Failed Neuraxial Anesthesia for Cesarean Section: What is the Next Step?
Abstract Number: S-34
Abstract Type: Original Research
Background: Patients presenting for C/S with failed neuraxial anesthesia (FNA) represent a challenge for anesthesiologists. Subsequent decision-making varies across the spectrums of practice style, clinical presentation & provider experience. Our study aimed to identify trends in decision-making and the associated outcomes & complications upon presentation of FNA in patients undergoing C/S.
Methods: After IRB approval for exemption, a retrospective analysis of OB anesthesia outcomes will be completed on review of anesthetic records & data collected prospectively between 2004 and 2008 as part of an ongoing Quality Assurance (QA) program on patients with FNA for C/S. Pertinent data, such as demographics, timing/sequence of events & time required for anesthetic attempts, and maternal/fetal outcomes including failures and complications, were retrieved and analyzed. Descriptive data were reported as numbers & mean ±SD; incidence and proportion in %. Unpaired t-test, Fisher exact test and Chi-squares were used to compare between groups as appropriate.
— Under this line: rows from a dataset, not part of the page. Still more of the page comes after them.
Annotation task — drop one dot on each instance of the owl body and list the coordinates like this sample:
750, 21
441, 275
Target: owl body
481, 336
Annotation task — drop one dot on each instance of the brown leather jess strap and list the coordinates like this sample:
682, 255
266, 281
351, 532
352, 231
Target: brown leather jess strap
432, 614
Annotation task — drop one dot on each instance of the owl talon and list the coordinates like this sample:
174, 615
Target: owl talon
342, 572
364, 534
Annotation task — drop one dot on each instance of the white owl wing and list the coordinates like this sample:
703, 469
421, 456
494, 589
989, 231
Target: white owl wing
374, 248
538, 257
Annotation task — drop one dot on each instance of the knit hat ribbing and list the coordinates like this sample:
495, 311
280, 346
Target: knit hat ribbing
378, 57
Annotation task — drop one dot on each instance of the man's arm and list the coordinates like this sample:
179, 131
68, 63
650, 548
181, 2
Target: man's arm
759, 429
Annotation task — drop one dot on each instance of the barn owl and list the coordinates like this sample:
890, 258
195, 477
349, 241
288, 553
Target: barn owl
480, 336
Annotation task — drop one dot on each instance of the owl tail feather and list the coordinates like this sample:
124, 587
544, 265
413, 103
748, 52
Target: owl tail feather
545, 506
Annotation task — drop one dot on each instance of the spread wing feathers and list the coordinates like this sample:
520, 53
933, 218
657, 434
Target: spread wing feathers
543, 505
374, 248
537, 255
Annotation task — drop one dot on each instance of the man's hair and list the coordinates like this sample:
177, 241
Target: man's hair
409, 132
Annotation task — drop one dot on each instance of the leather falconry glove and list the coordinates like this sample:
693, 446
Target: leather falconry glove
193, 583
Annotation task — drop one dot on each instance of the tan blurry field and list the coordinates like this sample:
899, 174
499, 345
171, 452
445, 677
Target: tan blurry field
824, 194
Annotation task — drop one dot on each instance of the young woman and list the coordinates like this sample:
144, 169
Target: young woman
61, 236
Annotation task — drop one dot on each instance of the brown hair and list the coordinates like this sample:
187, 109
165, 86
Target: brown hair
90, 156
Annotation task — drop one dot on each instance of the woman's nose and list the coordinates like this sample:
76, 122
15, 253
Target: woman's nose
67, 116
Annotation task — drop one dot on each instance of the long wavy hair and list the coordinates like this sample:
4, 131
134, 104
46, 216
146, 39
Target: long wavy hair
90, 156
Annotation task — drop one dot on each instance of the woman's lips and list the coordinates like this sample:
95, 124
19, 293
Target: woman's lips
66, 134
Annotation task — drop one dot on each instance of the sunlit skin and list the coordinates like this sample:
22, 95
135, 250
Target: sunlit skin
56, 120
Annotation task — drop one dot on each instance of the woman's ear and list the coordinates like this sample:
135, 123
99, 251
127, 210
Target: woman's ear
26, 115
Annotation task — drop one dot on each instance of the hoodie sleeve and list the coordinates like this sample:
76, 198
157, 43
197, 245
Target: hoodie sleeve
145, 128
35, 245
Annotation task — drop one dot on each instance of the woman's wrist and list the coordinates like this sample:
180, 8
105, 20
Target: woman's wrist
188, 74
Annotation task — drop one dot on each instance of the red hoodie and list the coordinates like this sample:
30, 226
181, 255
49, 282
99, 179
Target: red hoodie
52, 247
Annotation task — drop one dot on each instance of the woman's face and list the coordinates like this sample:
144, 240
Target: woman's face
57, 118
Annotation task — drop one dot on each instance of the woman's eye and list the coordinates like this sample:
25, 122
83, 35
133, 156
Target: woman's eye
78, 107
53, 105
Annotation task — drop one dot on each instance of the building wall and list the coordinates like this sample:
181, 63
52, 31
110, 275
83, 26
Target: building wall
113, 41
Results: So far 18 months' data with 106 FNAs have been retrieved and analyzed. Overall incidence of failed labor epidural catheter when presenting for C/S was 9.35%, and 2.41% with failed SAB. Management of these FNAs and the related complications/outcomes are shown in attached Table 1. The final complete data analysis will be presented at the SOAP annual meeting.
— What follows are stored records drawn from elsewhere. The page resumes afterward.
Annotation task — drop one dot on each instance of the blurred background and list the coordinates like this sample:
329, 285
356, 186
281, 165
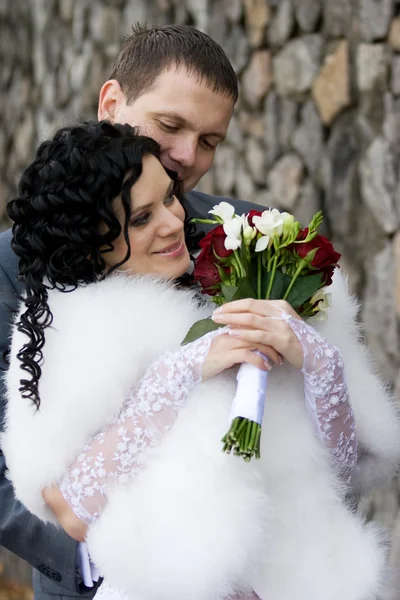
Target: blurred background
316, 126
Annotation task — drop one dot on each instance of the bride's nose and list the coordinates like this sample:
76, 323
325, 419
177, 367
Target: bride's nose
170, 224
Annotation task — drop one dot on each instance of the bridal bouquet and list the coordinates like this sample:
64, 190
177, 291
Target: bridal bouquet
262, 255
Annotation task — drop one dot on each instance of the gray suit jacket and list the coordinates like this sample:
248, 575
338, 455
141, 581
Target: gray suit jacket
49, 550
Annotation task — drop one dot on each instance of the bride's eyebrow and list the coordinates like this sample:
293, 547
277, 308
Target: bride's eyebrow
169, 191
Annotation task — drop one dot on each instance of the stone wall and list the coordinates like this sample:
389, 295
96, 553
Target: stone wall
317, 124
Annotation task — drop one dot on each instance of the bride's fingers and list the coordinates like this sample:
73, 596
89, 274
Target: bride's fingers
245, 355
244, 319
262, 308
249, 342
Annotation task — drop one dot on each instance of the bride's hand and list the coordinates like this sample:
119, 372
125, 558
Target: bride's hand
227, 350
261, 322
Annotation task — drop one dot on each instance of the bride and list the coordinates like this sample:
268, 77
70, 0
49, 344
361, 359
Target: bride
126, 423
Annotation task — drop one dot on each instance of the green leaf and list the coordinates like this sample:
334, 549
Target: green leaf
199, 329
280, 285
245, 290
228, 291
304, 288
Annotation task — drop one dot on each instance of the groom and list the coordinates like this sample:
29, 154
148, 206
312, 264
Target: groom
178, 86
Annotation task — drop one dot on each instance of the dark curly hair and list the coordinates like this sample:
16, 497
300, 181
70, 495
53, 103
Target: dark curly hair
64, 196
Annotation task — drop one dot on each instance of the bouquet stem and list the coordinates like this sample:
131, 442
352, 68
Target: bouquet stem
243, 438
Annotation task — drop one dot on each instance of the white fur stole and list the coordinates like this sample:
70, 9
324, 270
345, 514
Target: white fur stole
197, 524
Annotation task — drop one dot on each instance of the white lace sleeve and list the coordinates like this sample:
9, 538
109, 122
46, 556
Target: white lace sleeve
115, 453
326, 396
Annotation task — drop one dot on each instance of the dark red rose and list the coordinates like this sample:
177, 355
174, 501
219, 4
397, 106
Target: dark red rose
215, 239
253, 213
205, 270
326, 258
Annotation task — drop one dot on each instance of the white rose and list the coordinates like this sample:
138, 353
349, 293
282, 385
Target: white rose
270, 222
224, 211
233, 229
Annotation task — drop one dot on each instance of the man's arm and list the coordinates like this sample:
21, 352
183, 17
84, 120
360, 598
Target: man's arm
46, 548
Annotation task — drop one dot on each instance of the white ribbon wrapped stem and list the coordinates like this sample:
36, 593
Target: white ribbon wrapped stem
251, 388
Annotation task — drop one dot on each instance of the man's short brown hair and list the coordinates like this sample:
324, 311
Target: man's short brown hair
149, 51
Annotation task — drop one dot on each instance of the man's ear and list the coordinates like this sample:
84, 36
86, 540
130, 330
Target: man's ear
110, 96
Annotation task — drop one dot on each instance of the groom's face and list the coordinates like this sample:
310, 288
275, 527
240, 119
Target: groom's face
181, 113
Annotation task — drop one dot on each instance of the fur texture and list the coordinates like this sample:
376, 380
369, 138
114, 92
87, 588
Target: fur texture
197, 524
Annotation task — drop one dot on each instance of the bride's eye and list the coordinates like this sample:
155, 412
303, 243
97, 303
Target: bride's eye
141, 220
168, 128
170, 199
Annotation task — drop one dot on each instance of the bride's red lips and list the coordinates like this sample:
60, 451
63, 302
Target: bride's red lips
173, 249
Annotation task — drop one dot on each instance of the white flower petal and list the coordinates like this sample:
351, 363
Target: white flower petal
233, 227
224, 211
262, 243
232, 243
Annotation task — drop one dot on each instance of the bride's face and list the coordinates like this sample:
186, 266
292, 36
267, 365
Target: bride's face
155, 228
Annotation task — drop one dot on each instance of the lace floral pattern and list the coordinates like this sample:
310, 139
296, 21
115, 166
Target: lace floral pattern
326, 395
115, 454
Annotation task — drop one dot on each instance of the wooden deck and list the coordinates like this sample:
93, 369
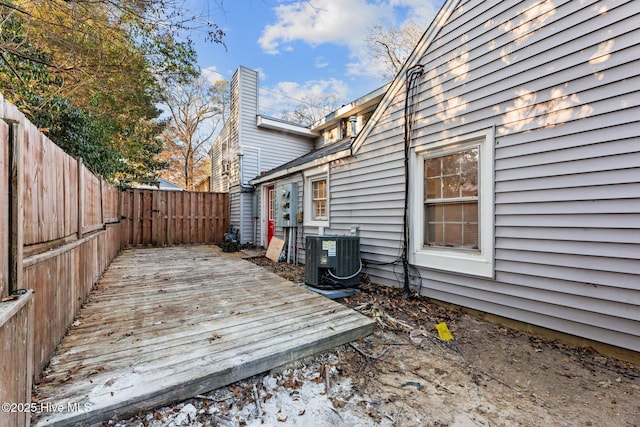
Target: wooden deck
166, 324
Discussion: Preliminary data suggests that GA as initial anesthetic choice after FNA is the fastest and we did not have any occurrences of difficult intubation. This is likely not due to improved airway techniques since almost all airway control was achieved via direct laryngoscopy. Rather, it may be due to judicious selection of patients with favorable airway indices for GA. SAB after FNA is achieved faster with higher success than epidural anesthetic. However, high block requiring intubation seems to occur more frequently with SAB as the subsequent anesthetic after either failed initial epidural or failed SAB. Replacing failed labor epidural catheter for C/S with a 2nd epidural catheter may take over 30 minutes from anesthetic initiation to skin incision, and with higher failure rate that may occur during surgery in progress. Finally, age, weight, height, BMI and need for interpreters do not appear to be independent predictors of the subsequent anesthetic choice after FNA.